介護は突発的に発生することが多く、従業員が予測できない状況に直面することもあります。介護休暇の時間単位取得の活用促進はもちろんのこと、短時間勤務制度、フレックスタイム制度、在宅勤務制度など、柔軟な働き方を導入・推進することで、従業員はより介護と仕事を両立しやすくなります。

個別の事情に応じた対応

介護の状況は従業員によって様々です。型にはまった対応だけでなく、従業員一人ひとりの状況やニーズに耳を傾け、個別事情に応じた柔軟な対応を心がけましょう。例えば、緊急時の連絡体制の確認、業務内容や量の調整、他の従業員との連携支援などが考えられます。

管理職への教育

現場の管理職が介護に関する制度や従業員への配慮について正しく理解していることは非常に重要です。管理職向けの研修を実施し、ハラスメントの防止、情報共有の促進、従業員の状況理解といった視点から、適切なマネジメントができるよう教育を進めましょう。

【参考】
東京労働局

相談体制の強化

社内だけでなく、社外の相談窓口(例:社会保険労務士、ケアマネジャーなど)との連携を検討することも有効です。
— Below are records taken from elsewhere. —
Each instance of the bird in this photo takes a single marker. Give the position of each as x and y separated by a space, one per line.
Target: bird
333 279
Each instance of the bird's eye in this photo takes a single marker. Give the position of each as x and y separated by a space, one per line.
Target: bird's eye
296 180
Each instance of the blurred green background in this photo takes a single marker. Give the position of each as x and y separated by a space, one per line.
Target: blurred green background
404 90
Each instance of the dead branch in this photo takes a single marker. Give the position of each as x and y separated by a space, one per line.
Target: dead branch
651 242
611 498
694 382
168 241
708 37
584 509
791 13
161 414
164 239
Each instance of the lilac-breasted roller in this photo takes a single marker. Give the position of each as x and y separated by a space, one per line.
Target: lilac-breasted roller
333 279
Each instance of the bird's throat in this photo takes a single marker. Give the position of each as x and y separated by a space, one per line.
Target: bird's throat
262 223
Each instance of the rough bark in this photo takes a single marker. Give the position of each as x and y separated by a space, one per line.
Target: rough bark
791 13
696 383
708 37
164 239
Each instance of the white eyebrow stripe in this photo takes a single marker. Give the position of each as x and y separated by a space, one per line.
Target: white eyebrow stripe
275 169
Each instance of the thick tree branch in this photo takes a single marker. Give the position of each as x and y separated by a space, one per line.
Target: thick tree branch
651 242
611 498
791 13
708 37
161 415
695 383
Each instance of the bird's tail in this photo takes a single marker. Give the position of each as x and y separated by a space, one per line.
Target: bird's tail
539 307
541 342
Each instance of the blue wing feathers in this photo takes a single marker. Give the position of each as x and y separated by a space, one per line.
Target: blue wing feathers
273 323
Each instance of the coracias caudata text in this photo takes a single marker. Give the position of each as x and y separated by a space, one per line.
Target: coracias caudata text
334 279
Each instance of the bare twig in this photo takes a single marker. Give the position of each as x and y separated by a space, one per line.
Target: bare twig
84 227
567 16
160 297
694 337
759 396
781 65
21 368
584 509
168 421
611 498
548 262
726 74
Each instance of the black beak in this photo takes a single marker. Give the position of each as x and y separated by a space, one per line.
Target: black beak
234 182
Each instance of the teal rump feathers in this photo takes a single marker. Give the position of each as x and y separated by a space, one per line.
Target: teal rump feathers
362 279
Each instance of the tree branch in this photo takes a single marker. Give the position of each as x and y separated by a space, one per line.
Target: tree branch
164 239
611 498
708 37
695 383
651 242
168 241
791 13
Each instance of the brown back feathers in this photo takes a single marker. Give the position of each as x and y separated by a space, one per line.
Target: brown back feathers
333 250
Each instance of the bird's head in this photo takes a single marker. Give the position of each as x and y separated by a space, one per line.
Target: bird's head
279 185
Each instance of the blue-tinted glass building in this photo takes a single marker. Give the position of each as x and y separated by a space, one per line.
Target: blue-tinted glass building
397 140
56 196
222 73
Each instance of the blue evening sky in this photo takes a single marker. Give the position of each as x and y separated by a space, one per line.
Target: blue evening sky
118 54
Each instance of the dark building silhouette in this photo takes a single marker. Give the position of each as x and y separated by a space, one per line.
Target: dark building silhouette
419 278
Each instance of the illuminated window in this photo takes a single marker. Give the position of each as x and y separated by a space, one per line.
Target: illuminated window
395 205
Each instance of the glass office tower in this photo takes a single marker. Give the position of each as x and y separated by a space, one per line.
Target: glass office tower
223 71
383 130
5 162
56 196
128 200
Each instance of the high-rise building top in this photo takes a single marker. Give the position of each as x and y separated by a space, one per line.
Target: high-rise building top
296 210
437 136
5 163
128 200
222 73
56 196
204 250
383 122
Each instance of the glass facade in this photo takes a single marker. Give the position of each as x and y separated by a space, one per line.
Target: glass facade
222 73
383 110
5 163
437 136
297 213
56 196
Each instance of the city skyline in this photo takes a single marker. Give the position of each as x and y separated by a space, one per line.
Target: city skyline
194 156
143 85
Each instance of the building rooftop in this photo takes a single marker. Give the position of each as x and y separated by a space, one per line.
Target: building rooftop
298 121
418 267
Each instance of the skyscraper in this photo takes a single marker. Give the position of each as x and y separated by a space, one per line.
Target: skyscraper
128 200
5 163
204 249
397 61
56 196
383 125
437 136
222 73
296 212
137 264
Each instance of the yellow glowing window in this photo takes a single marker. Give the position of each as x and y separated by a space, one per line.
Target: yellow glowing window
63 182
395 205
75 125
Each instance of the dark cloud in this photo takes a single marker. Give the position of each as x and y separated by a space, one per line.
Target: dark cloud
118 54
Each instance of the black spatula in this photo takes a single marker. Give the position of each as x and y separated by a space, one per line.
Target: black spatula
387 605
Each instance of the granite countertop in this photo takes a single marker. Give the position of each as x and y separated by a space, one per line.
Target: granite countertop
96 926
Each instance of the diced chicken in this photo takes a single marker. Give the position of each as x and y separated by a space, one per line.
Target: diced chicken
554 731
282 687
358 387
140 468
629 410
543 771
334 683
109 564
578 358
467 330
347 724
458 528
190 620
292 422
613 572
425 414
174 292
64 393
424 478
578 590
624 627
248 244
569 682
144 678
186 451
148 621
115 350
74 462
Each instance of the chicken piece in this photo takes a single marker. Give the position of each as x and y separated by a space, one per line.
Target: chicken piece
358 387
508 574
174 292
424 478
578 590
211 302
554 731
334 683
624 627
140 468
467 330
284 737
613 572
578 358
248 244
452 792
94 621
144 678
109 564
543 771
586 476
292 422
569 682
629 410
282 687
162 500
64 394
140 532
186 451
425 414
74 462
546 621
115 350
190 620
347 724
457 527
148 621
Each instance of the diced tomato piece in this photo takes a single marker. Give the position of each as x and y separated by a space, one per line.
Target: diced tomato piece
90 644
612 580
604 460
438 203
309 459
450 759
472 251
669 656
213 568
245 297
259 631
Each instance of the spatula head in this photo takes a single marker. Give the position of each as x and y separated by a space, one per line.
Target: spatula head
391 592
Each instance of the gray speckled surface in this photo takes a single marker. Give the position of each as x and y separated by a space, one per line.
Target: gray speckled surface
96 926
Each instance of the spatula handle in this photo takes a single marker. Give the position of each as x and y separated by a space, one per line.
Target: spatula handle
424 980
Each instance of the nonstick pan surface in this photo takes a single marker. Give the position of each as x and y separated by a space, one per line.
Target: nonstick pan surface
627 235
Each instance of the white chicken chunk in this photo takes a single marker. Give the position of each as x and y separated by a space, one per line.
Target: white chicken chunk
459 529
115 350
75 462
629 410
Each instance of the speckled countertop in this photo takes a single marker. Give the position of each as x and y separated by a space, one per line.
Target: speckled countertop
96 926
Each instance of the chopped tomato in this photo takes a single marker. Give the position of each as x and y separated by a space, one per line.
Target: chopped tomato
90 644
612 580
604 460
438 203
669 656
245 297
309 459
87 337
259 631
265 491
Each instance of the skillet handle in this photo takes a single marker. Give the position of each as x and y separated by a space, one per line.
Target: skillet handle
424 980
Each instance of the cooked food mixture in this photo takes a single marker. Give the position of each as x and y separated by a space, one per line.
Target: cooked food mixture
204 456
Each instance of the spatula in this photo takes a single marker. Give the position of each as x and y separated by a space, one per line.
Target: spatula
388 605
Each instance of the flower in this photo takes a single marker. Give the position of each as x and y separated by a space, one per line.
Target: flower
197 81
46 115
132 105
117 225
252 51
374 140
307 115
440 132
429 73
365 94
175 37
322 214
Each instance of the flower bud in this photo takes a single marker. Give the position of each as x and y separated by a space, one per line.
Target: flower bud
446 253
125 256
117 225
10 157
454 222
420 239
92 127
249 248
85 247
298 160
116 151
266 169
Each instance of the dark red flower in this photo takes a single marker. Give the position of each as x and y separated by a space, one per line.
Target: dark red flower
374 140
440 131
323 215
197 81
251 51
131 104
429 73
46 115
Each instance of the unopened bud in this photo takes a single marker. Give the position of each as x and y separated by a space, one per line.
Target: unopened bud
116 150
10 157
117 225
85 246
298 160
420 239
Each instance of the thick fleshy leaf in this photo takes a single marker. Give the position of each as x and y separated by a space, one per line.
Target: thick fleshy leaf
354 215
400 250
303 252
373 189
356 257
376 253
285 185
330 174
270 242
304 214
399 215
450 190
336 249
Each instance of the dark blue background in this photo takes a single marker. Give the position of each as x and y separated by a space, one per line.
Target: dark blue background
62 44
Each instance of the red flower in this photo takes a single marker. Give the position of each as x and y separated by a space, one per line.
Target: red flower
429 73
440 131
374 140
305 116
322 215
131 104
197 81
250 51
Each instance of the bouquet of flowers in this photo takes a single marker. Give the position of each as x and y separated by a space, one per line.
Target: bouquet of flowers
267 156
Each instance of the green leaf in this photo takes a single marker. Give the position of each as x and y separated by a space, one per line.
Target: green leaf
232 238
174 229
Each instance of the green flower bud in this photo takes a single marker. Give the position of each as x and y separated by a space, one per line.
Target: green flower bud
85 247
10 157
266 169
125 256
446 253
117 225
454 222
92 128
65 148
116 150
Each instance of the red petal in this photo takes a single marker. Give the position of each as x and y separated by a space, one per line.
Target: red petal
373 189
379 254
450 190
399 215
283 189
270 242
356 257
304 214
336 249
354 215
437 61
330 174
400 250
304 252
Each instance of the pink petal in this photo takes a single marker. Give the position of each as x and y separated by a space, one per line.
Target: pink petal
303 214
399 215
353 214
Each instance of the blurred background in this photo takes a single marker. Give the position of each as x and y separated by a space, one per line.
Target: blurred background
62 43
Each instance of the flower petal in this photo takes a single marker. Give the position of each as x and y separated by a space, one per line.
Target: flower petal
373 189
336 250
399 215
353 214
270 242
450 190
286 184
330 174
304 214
専門家からのアドバイスを受けることで、従業員はより安心して介護に取り組むことができます。各都道府県労働局では、育児・介護休業法に関する相談窓口が設けられており、個別具体的な事案について相談することも可能です。

まとめ

介護休暇は、従業員が家族の介護と仕事を両立できるよう支援するための重要な制度です。人事労務担当者は、「介護休暇の申請に診断書は必須ではない」という点を正しく理解し、従業員に過度な負担をかけることなく、柔軟かつ適切に制度を運用することが求められます。
本記事で解説した内容を参考に、自社の介護休暇・介護休業制度を今一度確認し、従業員が安心して介護と仕事の両立ができるような、より働きやすい職場環境を整備してください。従業員が安心して働ける環境は、企業の生産性向上にもつながり、ひいては企業の持続的な成長に貢献するでしょう。

介護に関する従業員からの相談があった際は、焦らず、各制度の特徴を説明し、従業員の状況を理解した上で、最適なサポートを提供できるよう努めましょう。